Sinergi ASEAN-Jepang Perkuat Regulasi Alat Kesehatan, Buka Akses Teknologi Medis Inovatif
Wakil Menteri Kesehatan RI tekankan pentingnya kolaborasi ASEAN-Jepang dalam memperkuat regulasi alat kesehatan untuk akses teknologi medis yang inovatif dan aman.

Wakil Menteri Kesehatan RI, Dante Saksono Harbuwono, baru-baru ini menekankan pentingnya kerja sama antara negara-negara ASEAN dan Jepang dalam memperkuat sistem regulasi alat kesehatan. Hal ini bertujuan untuk mempercepat akses masyarakat terhadap teknologi medis inovatif dan aman.
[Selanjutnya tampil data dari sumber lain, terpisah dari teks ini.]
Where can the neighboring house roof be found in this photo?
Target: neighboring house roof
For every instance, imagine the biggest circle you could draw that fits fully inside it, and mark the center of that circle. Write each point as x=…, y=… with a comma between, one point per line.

Inisiatif ini diwujudkan melalui acara ASEAN - Japan Medical Devices Regulatory Training 2025 yang diselenggarakan di Jakarta.
Dalam acara tersebut, Dante Saksono Harbuwono menyampaikan, "Universitas Indonesia dan Pharmaceuticals and Medical Devices Agency (PMDA) ini untuk mempromosikan harmonisasi regulasi perobatan, sehingga ada lebih banyak harmonisasi regulasi untuk keuntungan ASEAN dan Jepang." Pernyataan ini menggarisbawahi urgensi kolaborasi regional dalam menghadapi tantangan regulasi di era teknologi medis yang berkembang pesat.
Perkembangan pesat teknologi seperti Software as Medical Devices (SaMD), kecerdasan buatan (AI), Internet of Things (IoT), dan alat diagnostik mandiri di rumah, menuntut respons harmonis dari negara-negara ASEAN dalam hal regulasi. Kecepatan inovasi teknologi ini memerlukan kerangka regulasi yang adaptif dan terintegrasi agar keamanan dan efektivitas alat kesehatan tetap terjaga.
Penguatan Regulasi Alat Kesehatan melalui Proyek ASEAN-Jepang
Sebagai respons terhadap tantangan tersebut, Kementerian Kesehatan RI, bersama PMDA Jepang dan Fakultas Farmasi Universitas Indonesia, meluncurkan proyek dua tahun, yaitu ASEAN - Japan Medical Devices Regulatory Training 2025. Proyek ini merupakan langkah strategis untuk membangun kapasitas regulator alat kesehatan di kawasan ASEAN.
Kegiatan tahun pertama, yang berlangsung pada 14-16 Mei 2025 di Jakarta, meliputi simposium yang dihadiri sekitar 400 peserta dan 200 peserta daring, serta seminar dua hari untuk 40 regulator alat kesehatan dari negara-negara ASEAN. Simposium membahas isu-isu penting, termasuk pembaruan dari International Medical Devices Regulatory Forum (IMDRF), WHO Prequalification untuk in vitro diagnostic (IVD), dan pemanfaatan SaMD oleh industri Jepang, seperti computer-aided detection (CADe) dan diagnostic (CADx).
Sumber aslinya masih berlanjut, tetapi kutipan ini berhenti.